Over at La Baguette et L’Echalote Boulangerie, the bakers and pastry chefs are just beginning their work day. Every day, they sell 1,000 to 2,000 baguettes and 1,200 rolls as well as croissants, French pastries, patés and several varieties of bread.
“We’ve been in business for 30 years and I still love to go to work every day,” says Louise Turgeon, who runs the business with Mario Armitano. (They first had a French butcher shop, La Madrague, on Granville Island.)
Over the years, La Baguette developed a wholesale arm which sells to restaurants, Whole Foods and Capers.
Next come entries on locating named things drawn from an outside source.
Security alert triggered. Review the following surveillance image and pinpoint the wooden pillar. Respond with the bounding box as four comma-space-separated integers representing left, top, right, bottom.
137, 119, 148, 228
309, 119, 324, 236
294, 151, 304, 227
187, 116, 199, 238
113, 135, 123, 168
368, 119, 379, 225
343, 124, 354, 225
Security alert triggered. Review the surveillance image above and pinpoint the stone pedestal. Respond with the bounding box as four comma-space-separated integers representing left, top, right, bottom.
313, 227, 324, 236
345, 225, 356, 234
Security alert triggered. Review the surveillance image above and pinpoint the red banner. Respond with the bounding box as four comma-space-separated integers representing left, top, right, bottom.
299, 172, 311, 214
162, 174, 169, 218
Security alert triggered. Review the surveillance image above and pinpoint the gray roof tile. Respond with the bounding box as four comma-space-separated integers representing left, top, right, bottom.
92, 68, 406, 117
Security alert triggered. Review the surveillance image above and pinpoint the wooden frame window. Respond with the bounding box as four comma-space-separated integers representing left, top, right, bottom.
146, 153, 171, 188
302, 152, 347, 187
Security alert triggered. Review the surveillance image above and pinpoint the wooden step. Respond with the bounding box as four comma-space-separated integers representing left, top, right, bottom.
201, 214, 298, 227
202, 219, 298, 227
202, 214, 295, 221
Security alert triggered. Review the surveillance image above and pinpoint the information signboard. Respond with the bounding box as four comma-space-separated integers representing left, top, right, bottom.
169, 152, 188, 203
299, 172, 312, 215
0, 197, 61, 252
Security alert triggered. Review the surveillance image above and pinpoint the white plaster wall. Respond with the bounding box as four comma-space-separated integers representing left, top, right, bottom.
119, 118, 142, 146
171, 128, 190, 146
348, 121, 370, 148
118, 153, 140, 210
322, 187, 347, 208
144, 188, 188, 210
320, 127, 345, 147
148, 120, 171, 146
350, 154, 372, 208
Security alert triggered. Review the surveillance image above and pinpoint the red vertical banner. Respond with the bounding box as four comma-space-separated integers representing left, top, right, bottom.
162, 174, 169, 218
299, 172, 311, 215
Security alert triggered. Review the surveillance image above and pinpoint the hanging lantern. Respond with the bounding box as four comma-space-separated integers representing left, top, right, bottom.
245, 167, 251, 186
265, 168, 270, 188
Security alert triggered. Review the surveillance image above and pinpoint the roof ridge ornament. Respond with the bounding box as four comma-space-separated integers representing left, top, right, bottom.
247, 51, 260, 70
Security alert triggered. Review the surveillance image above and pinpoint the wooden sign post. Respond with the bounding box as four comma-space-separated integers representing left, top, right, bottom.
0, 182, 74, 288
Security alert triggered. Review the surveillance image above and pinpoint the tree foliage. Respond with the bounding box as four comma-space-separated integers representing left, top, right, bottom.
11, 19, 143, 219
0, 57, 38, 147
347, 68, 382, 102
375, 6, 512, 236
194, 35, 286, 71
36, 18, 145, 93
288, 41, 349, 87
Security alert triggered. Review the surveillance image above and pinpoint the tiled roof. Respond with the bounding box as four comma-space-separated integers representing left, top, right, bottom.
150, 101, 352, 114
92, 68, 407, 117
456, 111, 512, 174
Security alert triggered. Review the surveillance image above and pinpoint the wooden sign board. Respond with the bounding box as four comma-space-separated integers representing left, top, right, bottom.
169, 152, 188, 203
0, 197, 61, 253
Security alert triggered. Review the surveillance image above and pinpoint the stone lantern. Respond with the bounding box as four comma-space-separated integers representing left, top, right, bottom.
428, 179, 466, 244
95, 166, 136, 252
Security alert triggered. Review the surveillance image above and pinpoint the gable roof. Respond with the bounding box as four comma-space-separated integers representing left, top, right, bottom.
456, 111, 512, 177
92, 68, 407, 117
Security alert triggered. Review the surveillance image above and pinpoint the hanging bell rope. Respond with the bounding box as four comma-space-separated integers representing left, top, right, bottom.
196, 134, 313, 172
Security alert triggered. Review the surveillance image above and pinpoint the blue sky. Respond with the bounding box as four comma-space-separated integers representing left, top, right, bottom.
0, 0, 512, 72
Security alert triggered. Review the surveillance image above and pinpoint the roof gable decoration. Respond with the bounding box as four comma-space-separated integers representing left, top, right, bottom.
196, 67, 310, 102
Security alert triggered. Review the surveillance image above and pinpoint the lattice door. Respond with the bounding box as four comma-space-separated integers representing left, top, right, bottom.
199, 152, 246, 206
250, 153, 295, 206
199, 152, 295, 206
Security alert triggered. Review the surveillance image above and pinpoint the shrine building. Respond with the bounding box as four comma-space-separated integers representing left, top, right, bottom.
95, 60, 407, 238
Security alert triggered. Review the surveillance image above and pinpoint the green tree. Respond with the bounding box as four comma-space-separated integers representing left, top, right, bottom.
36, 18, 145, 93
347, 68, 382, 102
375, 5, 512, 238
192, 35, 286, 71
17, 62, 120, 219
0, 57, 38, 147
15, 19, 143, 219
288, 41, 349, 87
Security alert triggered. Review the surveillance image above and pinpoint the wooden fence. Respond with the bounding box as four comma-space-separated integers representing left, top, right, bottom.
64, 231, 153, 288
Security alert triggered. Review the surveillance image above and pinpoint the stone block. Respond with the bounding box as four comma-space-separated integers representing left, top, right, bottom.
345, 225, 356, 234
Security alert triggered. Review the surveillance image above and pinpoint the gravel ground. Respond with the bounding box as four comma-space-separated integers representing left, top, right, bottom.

Trucks leave with bread deliveries about 4 or 5 a.m., and the shop, filled with heaven-sent aromas, opens at 7:30.
Over at Artisan Sake, on Railspur Alley, the only premium sake winery in Canada, sake maker Masa Shiroki might be tending to his sake in the wee hours of night.
“It is a very, very difficult process. The difficult part is the pressing,” he once told me. “I stay here to sleep and change the weights every hour, adding more each time.”
He makes the sake in the shop where tastings are offered for a small fee.
Pateman’s company also conducts tours of Granville Island.
“They’re led by chefs so they tend to attract foodies,” he says. They go year-round.
The tour often comes to a screeching halt at Granville Island Tea.
“They have 200 teas there and serve the best chai in the city. There’s no other chai that comes even close. It’s an organic tea with a blend of milk powder, Indian spices, sugar and butter,” he says. “Tourists are blown away by the matcha phenomenon here. Matcha doesn’t have quite the following outside of Vancouver.”
Edible Foods has some 800 B.C. food products for sale, with 600 available for samplings. “We have four fridges dedicated to sampling,” Pateman says. “You can try before you buy.”
Pateman says many of the vendors are so unique, visitors from cities like Chicago and Los Angeles often say they’re going back home to open a similar store. Stock Market (stocks, soups, dressings, sauces) and Oyama Sausage (450 sausages and cured meat products made by a fifth-generation sausage maker) are two such vendors.
As an insider, Pateman spills the beans on Go Fish, the outdoor great little fish shack at Fisherman’s Wharf, where a long line-up pops up just as your stomach starts gurgling its discontent. “At 11:20, you’ll be about fifth in line,” he says. It opens at 11:30. “You gotta hit the time right.”
His recommendation is the Daily Special. “It’s what they get off the fish boats that day. I love the Qualicum Bay scallops grilled and served on a bun. The oyster po‘ boy is good, too,” he says.